Our lab has demonstrated previously that AlgR represses rhlAB expression in the context of a 6-day biofilm, since the PAO1 ΔalgR strain showed increased rhlA expression and rhamnolipid production (28). Therefore, we initially expected to observe AlgR repression of rhlA transcription. In fact, our lab previously demonstrated that stationary-phase cultures did not display differences in rhlA expression (28), suggesting that AlgR repression of the rhlA promoter occurs predominantly in a late-stage biofilm. Under our experimental conditions, we observed that rhlA expression and rhamnolipid production in the PAO1 ΔalgR background were unchanged or decreased from those of the wild type (Fig. 4 and 5). This result may be due to the fact that in the absence of AlgR, a modulatory component on the rhlA promoter is absent, and rhlA expression is reliant on other regulators to activate this promoter. It was also necessary to perform multiple assays to confirm the rhamnolipid phenotype, because the differences in production were subtle. The discrepancy between PAO1 algRD54N and PAO1 ΔalgR results (Fig. 5) among the three rhamnolipid assays is likely due to different experimental parameters. For the hemolysis assay, the cell supernatant was collected after 24 h, potentially allowing increased rhamnolipid production in PAO1 ΔalgR. We previously measured rhamnolipid production in stationary phase and showed no difference in rhamnolipid production between PAO1 and PAO1 ΔalgR (28). However, while our current experiments were performed in rich medium, our previous biofilm growth experiments were performed in minimal medium with glutamate. Rhamnolipid production and swarming motility are preferentially induced by certain amino acids (57). Glutamate as the sole carbon source induces swarming motility in the absence of the las and rhl systems, as well as rhamnolipid production (78). These results indicate the importance of the nutrient source for these phenotypes. While AlgR was not required for the repression of rhlA under our experimental conditions, it is possible that AlgR repression of rhlAB occurs either with certain amino acids or at later stages of biofilm development.

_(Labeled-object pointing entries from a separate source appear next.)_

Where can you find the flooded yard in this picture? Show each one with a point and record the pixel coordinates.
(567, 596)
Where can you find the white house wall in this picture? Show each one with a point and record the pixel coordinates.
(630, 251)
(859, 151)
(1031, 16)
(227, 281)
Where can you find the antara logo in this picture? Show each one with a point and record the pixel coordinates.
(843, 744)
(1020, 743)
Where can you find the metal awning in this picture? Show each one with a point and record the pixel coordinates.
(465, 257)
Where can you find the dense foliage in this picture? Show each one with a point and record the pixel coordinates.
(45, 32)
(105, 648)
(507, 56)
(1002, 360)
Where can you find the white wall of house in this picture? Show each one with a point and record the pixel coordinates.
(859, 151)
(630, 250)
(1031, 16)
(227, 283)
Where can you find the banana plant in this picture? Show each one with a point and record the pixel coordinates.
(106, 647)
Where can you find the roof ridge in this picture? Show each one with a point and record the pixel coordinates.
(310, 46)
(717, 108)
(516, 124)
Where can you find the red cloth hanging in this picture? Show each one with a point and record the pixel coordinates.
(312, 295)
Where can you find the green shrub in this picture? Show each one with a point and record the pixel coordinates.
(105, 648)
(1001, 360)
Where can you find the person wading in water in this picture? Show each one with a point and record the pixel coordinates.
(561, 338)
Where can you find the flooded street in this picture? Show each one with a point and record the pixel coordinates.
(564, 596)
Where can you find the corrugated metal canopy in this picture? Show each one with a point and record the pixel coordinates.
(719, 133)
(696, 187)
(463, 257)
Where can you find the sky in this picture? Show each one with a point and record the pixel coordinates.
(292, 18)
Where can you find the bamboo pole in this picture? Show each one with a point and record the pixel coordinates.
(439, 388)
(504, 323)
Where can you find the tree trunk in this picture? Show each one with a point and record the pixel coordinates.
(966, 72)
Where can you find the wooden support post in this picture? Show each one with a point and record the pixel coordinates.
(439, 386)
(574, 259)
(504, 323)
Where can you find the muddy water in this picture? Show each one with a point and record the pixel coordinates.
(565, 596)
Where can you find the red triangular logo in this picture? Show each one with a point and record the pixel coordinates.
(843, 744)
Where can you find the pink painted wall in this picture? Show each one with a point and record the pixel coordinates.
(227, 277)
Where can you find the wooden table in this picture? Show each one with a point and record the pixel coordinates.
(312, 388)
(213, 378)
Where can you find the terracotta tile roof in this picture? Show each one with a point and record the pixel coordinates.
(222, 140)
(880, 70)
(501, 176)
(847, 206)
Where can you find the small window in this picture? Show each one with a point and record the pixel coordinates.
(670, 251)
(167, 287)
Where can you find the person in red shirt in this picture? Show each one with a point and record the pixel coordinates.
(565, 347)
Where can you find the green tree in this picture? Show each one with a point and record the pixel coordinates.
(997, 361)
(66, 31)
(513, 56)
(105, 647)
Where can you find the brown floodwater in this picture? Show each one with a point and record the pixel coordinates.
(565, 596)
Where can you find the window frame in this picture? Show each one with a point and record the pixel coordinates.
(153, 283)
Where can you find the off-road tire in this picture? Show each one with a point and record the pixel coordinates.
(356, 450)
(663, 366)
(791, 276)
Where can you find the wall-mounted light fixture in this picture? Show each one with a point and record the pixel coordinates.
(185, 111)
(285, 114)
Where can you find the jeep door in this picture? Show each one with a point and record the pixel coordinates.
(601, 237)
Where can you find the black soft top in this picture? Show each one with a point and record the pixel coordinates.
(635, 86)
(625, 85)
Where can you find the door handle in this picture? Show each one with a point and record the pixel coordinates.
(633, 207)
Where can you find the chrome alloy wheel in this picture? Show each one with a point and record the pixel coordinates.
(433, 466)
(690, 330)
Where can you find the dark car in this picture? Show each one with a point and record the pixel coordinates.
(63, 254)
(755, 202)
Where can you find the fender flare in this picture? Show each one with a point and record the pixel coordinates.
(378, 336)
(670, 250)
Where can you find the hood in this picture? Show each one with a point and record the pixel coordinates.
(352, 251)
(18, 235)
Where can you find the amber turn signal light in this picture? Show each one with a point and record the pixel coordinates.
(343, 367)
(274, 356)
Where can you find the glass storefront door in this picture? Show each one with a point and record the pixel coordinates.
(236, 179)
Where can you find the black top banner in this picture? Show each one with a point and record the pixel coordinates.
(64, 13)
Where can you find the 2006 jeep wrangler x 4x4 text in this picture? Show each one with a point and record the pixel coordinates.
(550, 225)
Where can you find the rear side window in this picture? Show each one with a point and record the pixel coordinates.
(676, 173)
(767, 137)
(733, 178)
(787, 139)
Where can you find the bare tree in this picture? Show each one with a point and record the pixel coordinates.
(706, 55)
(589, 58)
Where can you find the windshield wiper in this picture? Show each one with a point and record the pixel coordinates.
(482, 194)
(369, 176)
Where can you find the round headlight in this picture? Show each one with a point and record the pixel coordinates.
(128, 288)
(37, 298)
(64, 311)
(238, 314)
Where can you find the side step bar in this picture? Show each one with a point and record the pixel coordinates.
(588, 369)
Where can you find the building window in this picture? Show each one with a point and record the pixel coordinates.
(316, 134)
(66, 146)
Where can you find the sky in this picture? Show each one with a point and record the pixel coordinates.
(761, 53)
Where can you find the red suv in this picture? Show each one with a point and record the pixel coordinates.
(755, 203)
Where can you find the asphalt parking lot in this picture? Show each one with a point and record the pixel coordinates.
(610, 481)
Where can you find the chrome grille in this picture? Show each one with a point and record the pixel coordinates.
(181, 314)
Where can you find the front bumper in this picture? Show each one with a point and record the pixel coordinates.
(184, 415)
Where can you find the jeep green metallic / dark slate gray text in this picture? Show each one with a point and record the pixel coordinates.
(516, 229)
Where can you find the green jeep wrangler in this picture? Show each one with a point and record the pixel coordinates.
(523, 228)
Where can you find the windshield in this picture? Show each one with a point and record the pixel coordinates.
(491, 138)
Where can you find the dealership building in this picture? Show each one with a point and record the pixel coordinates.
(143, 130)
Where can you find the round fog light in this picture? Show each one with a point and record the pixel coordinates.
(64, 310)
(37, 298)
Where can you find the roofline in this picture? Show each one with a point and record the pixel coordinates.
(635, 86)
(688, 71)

The regulation of the rhlAB genes is very complex and is affected by a number of factors and conditions, including the Rhl quorum-sensing system (60, 79), nitrogen metabolism (15), the sigma factors RpoN (80), RpoD (41), and RpoS (81), DksA (82), iron (83), phosphate levels (8), and RsmA (84). AlgR repression of rhamnolipids in a 6-day biofilm is attributed to AlgR repression on the rhlI promoter (28). Therefore, we suggest that AlgR could also repress rhlI expression and C4-HSL production under our conditions (see Fig. S4 in the supplemental material). We observed upregulation of rhlI and increases in C4-HSL levels in the PAO1 ΔalgR and PAO1 algRD54N backgrounds. This observation seems contradictory to results for rhlA expression or rhamnolipid production, and it indicates that AlgR regulates rhlA independently of rhlI. RsmA has also been shown to have an effect on rhlI expression (85). Therefore, other factors, downstream of AlgR, may also affect rhlAB expression. Further studies are being performed to address this problem.

AlgR affects the expression of 95 genes and 59 genes in the exponential and stationary phases, respectively (51), as well as more than 700 genes in a biofilm (28). Undoubtedly, the AlgR regulon is complex, and it is a challenge to tease out direct and indirect regulation. AlgR phosphorylation adds another layer to this complexity. Currently, the signal for AlgZ to phosphorylate AlgR has not been determined. We speculate that AlgR-P is required either for early biofilm establishment or during biofilm cap formation, since both of these scenarios require type IVa pili and rhamnolipid expression. We also predict the observation of an AlgR phosphorylation-dependent effect on virulence, since both genes within the fimU operon (and twitching motility) and rhamnolipid production are virulence determinants and are required for pathogenicity (86–89).